The BUG consortium Building Upon the Genome: using H. contortus genomic resources to develop novel interventions to control endemic GI parasites

Published: 12 September 2014

Devaney, Britton, Matthews, Mable - The BUG consortium Building Upon the Genome: using H. contortus genomic resources to develop novel interventions to control endemic GI parasites, BBSRC, 2015 - 2019, £1,857,866

Devaney, Britton, Matthews, Mable

Project website: BUG consortium
BBSRC: Award details

Parasitic worms infect all species of farm animal (cattle, sheep, goats and pigs) and need to be treated for the health and welfare of the animal. Many of these parasites are nematodes (or roundworms) and these are controlled using drugs called anthelmintics. Unfortunately many worm species are now resistant to these drugs, analogous to antibiotic resistance in bacteria, making control much more difficult. How anthelmintic resistance arises and spreads within the worms on a farm remains unclear.

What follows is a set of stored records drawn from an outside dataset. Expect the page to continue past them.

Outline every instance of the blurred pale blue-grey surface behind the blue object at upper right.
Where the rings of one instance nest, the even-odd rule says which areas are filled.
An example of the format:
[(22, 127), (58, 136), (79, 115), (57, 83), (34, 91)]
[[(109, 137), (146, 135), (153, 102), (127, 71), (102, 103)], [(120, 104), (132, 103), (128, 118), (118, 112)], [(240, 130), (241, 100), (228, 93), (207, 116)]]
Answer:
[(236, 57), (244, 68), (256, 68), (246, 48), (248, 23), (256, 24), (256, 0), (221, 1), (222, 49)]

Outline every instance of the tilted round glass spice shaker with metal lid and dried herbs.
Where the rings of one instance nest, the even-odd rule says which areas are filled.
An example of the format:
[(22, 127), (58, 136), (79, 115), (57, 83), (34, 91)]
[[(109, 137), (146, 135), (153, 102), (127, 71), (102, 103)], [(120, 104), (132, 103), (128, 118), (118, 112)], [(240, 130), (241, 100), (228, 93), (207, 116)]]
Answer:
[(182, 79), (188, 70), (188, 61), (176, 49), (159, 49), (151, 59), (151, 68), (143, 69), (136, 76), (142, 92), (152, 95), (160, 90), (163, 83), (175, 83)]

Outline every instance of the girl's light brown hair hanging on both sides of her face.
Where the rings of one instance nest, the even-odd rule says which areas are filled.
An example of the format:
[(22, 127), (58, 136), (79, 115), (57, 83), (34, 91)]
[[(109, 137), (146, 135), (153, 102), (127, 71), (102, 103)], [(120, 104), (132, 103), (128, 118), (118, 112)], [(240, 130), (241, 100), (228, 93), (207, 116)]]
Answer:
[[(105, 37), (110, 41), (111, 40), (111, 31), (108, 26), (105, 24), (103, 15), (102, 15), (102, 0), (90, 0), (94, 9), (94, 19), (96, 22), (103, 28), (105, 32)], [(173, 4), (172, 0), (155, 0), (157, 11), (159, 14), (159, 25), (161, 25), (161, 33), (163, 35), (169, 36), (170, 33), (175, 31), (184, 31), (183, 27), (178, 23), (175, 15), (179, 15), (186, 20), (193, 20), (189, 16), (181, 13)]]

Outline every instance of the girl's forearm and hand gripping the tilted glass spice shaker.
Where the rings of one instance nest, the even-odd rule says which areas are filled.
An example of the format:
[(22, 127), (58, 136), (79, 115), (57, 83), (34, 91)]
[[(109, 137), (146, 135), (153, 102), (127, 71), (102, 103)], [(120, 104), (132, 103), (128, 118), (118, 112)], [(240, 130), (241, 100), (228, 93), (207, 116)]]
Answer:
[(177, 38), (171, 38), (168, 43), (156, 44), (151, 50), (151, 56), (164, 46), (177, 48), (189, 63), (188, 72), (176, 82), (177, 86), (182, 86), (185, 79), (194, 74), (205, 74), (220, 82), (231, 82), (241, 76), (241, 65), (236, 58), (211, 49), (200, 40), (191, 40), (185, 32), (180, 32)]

What is the BUG Consortium? BUG stands for Building Upon the Genome. The BUG Consortium aims to use the recently published genome of the parasitic worm Haemonchus contortus (see Laing et al, 2013, Schwarz et al, 2013) to identify the genetic changes that allow worms to survive drug treatment.

The major of aims of the BUG Consortium are:

(i) to develop genetic markers to diagnose anthelmintic resistance at an earlier stage than current tests allow and
(ii) to use the genome as a tool for vaccine discovery.

People

The BUG Consortium brings together a unique group of scientists working at Universities and Institutes throughout the UK. It includes individuals with strong backgrounds in anthelmintic resistance, nematode genomics, population genetics, genome sequencing, mathematical modelling, climate change and agricultural economics. The BUG Consortium is led by Professor Eileen Devaney at the University of Glasgow, who has many years of
experience of working with parasitic nematodes.

Additional staff from the Institute of Biodiversity and Comparative Animal Health, University of Glasgow are:

Dr Collette Britton, whose work adopts a comparative genomics using both C. elegans and parasitic nematodes, including H. contortus.

Dr Roz Laing, a post-doctoral scientist and veterinary graduate, who has a long-standing research interest in anthelmintic resistance.

Dr Barbara Mable, an evolutionary geneticist, with a particular interest in how genomic and genetic changes affect interactions between organisms.

Dr Louise Matthews, a mathematical epidemiologist who works on a range of host-pathogen systems including E. coli, foot and mouth disease and nematodes.

Consortium members at other Institutions include Professor Neil Sargison, University of Edinburgh, a veterinary surgeon whose work has had a long-standing focus on planned worm control in sheep and cattle. He was responsible for the first report of macrocyclic lactone resistance in Teladorsagia circumcincta in the northern hemisphere in a commercial sheep flock.

At the Moredun Research Institute, Dr David Bartley brings expertise in assessing drug resistance in field populations of various parasitic nematodes.

Professor Alistair Stott at Scotland’s Rural College is an agricultural economist with an interest in the relationship between decision-making by the farmer and disease prevention and control.

Dr Eric Morgan, at the University of Bristol brings expertise in the effects of climate and climate change on parasite infection in ruminants, largely through the development, validation and application of predictive computer models.

At the Wellcome Trust Sanger Institute, Dr James Cotton and Dr Matthew Berrimansequenced the H. contortus genome in collaboration with Professor John Gilleard (see below).

Collaborators include Professor John Gilleard at the University of Calgary, Canada, who is an expert in parasite genomics and anthelmintic resistance, Professor Mike Stear and Dr Richard Reeves at the University of Glasgow.